U-Boot underpins a huge swath of embedded Linux infrastructure, including Baseboard Management Controllers (BMCs) in enterprise servers, networking gear, industrial control systems, and IoT devices. Because the bootloader is responsible for loading the OS, flaws in its code sit beneath every other security layer on the device.
Binarly’s research focused on U-Boot’s FIT (Flattened Image Tree) signature verification code, the mechanism behind Verified Boot, which uses cryptographic signatures to confirm that only trusted firmware images are allowed to run. Two of the six bugs can lead to arbitrary code execution during verification of an untrusted image; the other four can crash a vulnerable device.
The six vulnerabilities
- BRLY-2026-037: Can crash U-Boot when processing a malicious firmware image and, under certain conditions, enables arbitrary code execution.
- BRLY-2026-038: A memory corruption bug that can allow arbitrary code execution during signature verification.
- BRLY-2026-039: An out-of-bounds read that crashes devices by forcing U-Boot to read past the firmware image.
- BRLY-2026-040: A null pointer dereference triggered by a specially crafted image.
- BRLY-2026-041: Improper validation of externally stored firmware data that causes crashes.
- BRLY-2026-042: An unbounded recursion flaw that exhausts stack memory and crashes the bootloader.
Binarly says most of the affected code has existed since U-Boot version 2013.07, meaning the flaws potentially touch more than 50 stable releases of the project, along with the many downstream vendor forks built on that codebase.
Because exploitation happens before the OS starts, successful attacks could disable firmware security protections, tamper with the boot process, or plant persistent firmware-level malware that is extremely difficult to detect with conventional endpoint tools.
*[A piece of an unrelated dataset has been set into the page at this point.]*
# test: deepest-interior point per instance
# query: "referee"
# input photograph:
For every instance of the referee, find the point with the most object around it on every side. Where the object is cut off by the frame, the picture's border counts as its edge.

Binarly notes that physical access isn’t always required: on systems like BMCs that support remote firmware updates, an attacker who has already compromised the management interface could simply upload a malicious firmware image to trigger the flaws.
Binarly reported the issues to U-Boot maintainers and submitted patches for all six, which have been merged upstream. However, since U-Boot is embedded into vendor-specific firmware, device manufacturers must integrate the fixes into their own updates before customers receive them. Older or unsupported hardware that no longer gets firmware updates may never be patched.